Note the question marks – Higgins knew there was terrain yet to be mapped out, and an interview suggests that he imagined that the genre-mixing facilitated by the computer might be able to fill in those spaces.

“Multimedia” is something that comes up all the time when we’re talking about what computers do to reading. The concept is simple: you take a book & you add pictures and sound clips and movies. To me it’s always suggested an assemblage of different kinds of media with a rubber band – the computer program or the webpage – around them, an assemblage that usually doesn’t work as a whole because the elements comprising it are too disparate. Higgins’s intermedia is a more appealing idea: something that falls in between forms is more likely to bear scrutiny as a unified object than a collection of objects. The simple equation text + pictures (the simplest and most common way we think about multimedia) is less interesting to me than a unified whole that falls between text and pictures. When you have text + pictures, it’s all too easy to criticize the text and pictures separately: this picture compared to all other possible pictures invariably suffered, just as this text compared to all other possible texts must suffer. Put in other terms, it’s a design failure.

A note added to the essay quoted above in 1981 more explicitly presents the ways in which intermedia can be a useful tool for approaching new work:

It is today, as it was in 1965, a useful way to approach some new work; one asks oneself, “what that I know does this new work lie between?” But it is more useful at the outset of a critical process than at the later stages of it. Perhaps I did not see that at the time, but it is clear to me now. Perhaps, in all the excitement of what was, for me, a discovery, I overvalued it. I do not wish to compensate with a second error of judgment and to undervalue it now. But it would seem that to proceed further in the understanding of any given work, one must look elsewhere–to all the aspects of a work and not just to its formal origins, and at the horizons which the work implies, to find an appropriate hermeneutic process for seeing the whole of the work in my own relation to it.

The last sentence bears no small relevance to new media criticism: while a video game might be kind of like a film or kind of like a book, it’s not simply the sum of its parts. This might be seen as the difference between thinking about terms of multimedia and in terms of intermedia. We might use it as a guideline for thinking about the book to come, which isn’t a simple replacement for the printed book, but a new form entirely. While we can think about the future book as incorporating existing pieces – text, film, pictures, sound – we will only really be able to appreciate these objects when we find a way to look at them as a whole.

An addendum: “Intermedia” got picked up as the name of a hypertext project out of Brown started in 1985 that Ted Nelson, among others, was involved with. It’s hard to tell whether it was thus named because of familiarity with Higgins’s work, but I suspect not: these two threads, the technologic and the artistic, seem to be running in parallel. But this isn’t necessarily, as is commonly suuposed, because the artists weren’t interested in technical possibilities.
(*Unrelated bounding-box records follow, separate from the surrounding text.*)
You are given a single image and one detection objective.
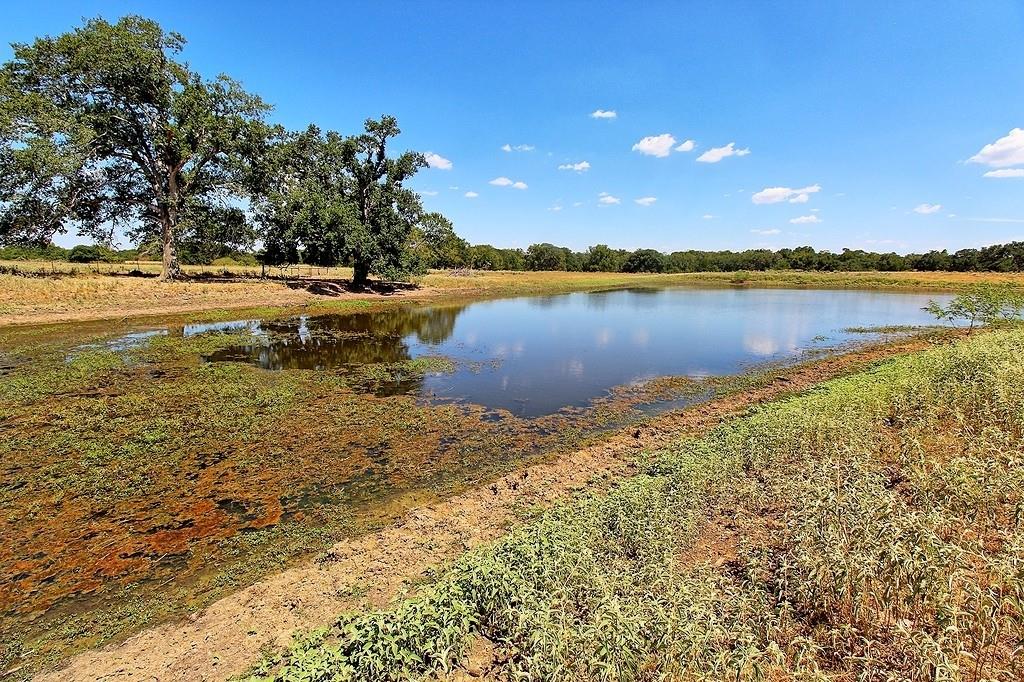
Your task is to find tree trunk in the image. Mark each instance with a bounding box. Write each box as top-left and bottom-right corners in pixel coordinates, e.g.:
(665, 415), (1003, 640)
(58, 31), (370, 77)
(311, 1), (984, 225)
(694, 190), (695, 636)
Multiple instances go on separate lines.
(160, 219), (181, 282)
(160, 178), (181, 282)
(352, 260), (370, 289)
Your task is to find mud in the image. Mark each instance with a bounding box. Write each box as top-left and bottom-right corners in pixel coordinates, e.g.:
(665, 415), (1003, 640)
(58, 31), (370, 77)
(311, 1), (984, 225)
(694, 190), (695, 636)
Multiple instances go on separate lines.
(38, 339), (928, 681)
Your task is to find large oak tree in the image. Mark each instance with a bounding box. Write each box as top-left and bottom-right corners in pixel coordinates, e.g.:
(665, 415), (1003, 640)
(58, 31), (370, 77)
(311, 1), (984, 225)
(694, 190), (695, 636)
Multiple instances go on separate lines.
(0, 16), (268, 279)
(257, 116), (426, 287)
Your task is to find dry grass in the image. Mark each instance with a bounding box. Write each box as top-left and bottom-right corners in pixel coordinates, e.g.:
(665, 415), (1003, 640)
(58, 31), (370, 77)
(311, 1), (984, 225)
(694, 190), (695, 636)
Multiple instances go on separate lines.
(0, 261), (1024, 326)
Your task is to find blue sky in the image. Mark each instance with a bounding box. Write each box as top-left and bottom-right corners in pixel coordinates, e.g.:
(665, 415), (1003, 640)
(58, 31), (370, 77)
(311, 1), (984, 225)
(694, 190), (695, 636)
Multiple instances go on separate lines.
(6, 0), (1024, 252)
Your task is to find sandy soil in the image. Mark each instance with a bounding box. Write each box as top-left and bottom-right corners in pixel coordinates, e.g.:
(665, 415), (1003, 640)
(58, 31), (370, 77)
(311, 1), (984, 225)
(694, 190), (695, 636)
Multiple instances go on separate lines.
(0, 263), (1024, 326)
(36, 339), (927, 682)
(0, 275), (436, 326)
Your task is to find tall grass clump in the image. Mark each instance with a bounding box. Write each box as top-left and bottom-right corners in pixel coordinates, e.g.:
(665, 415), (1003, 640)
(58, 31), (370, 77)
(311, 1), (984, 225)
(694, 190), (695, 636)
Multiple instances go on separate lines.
(247, 330), (1024, 681)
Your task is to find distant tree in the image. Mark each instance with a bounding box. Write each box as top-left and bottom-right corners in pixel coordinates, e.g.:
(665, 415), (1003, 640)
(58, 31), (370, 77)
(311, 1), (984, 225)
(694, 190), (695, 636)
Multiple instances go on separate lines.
(925, 284), (1024, 331)
(68, 244), (118, 263)
(623, 249), (665, 272)
(343, 116), (427, 287)
(0, 16), (269, 279)
(469, 244), (505, 270)
(413, 213), (470, 268)
(526, 243), (568, 270)
(260, 116), (432, 287)
(501, 249), (526, 270)
(584, 244), (627, 272)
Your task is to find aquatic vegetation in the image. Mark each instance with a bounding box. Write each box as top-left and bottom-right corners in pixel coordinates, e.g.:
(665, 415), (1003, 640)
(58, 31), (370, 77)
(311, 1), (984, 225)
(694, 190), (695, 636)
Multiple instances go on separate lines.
(251, 330), (1024, 680)
(925, 283), (1024, 330)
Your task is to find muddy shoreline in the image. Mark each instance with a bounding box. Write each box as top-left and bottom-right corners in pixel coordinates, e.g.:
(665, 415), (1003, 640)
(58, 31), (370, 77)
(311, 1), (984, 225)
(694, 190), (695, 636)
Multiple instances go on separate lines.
(32, 338), (942, 680)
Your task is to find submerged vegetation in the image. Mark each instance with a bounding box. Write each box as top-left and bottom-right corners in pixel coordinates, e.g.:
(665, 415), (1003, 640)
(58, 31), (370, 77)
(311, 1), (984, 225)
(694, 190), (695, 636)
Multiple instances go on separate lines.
(252, 329), (1024, 680)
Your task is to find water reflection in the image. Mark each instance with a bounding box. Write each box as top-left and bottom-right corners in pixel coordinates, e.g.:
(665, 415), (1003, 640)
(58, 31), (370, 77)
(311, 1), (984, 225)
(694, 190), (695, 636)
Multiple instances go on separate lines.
(206, 307), (464, 370)
(190, 289), (941, 417)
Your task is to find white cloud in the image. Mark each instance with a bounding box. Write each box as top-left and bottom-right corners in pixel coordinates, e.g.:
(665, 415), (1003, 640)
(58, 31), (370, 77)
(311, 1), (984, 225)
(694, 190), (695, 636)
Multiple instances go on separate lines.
(968, 128), (1024, 168)
(751, 184), (821, 204)
(697, 142), (751, 164)
(985, 168), (1024, 177)
(489, 175), (527, 189)
(633, 133), (676, 158)
(423, 152), (452, 170)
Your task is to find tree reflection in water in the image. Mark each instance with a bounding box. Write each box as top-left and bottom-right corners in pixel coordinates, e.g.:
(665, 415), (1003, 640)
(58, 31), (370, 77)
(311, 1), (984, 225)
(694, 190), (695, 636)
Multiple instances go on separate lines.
(204, 306), (465, 378)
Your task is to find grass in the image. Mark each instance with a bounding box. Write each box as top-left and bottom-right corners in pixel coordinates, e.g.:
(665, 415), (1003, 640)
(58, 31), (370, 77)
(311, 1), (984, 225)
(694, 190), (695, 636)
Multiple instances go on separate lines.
(251, 329), (1024, 682)
(0, 262), (1024, 325)
(6, 319), (761, 675)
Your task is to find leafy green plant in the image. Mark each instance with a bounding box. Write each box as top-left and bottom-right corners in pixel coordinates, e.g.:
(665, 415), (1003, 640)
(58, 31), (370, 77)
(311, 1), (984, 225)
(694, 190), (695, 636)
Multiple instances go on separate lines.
(245, 330), (1024, 681)
(924, 284), (1024, 331)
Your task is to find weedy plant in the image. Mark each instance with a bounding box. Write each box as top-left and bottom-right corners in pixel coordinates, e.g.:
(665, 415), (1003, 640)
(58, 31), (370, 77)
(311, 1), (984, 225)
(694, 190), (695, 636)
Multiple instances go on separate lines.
(924, 283), (1024, 331)
(251, 329), (1024, 682)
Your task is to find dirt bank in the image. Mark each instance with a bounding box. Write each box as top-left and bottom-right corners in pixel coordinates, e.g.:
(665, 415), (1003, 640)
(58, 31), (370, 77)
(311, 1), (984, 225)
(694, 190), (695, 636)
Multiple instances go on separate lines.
(37, 331), (927, 681)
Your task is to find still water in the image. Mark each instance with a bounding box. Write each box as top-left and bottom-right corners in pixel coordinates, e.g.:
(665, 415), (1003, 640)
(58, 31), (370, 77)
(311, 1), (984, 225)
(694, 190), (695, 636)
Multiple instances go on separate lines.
(197, 288), (942, 417)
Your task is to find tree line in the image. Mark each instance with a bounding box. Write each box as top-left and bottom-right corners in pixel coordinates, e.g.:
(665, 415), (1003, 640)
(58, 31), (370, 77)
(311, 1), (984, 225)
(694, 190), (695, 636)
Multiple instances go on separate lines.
(0, 15), (1024, 286)
(419, 236), (1024, 272)
(0, 15), (452, 286)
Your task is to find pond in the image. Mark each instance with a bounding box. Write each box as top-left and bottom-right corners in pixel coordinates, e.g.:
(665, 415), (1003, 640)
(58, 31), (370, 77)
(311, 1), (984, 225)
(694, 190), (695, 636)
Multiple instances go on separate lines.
(0, 288), (945, 667)
(195, 289), (946, 417)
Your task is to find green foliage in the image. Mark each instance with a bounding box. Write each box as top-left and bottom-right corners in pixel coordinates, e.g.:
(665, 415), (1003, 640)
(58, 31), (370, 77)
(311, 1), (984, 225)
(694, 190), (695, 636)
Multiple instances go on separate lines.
(526, 244), (570, 270)
(408, 213), (471, 269)
(257, 116), (430, 286)
(471, 242), (1024, 272)
(245, 331), (1024, 681)
(68, 244), (120, 263)
(0, 244), (71, 261)
(925, 284), (1024, 330)
(584, 244), (629, 272)
(0, 15), (268, 276)
(623, 249), (665, 272)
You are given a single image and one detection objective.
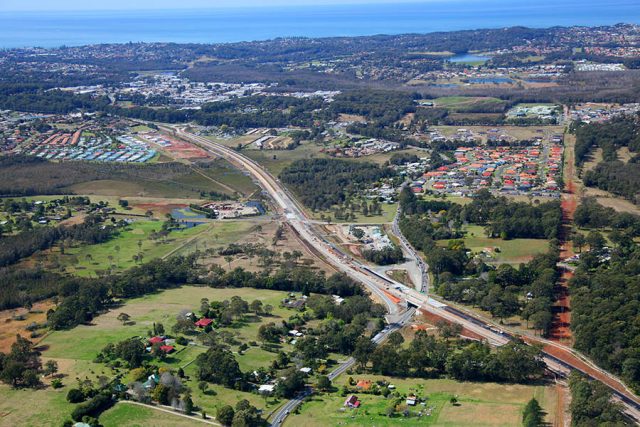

Higgins’s Book of Love & Death & War, published in 1972, might merit a chapter in the history of books & computers: a book-length aleatory poem, he notes in his preface that one of its cantos was composed with the help of a FORTRAN IV program that he wrote to randomize its lines. (Canto One of the poem is online at Ubuweb; this is not, however, the computer-generated part of the work.)

And another addendum: something else to take from Higgins might be his resistance to commodification. Because his work fell between the crevices of recognized forms, it couldn’t easily be marketed: how would you go about selling his metadramas, for example? It does, however, appear perfectly suited for the web & perhaps this resistance to commodification is apropos right now, in the midst of furious debates about whether information wants to be free or not. “The word,” notes Higgins in one of his Aphorisms for a Rainy Day in the poster above, “is not dead, it is merely changing its skin.”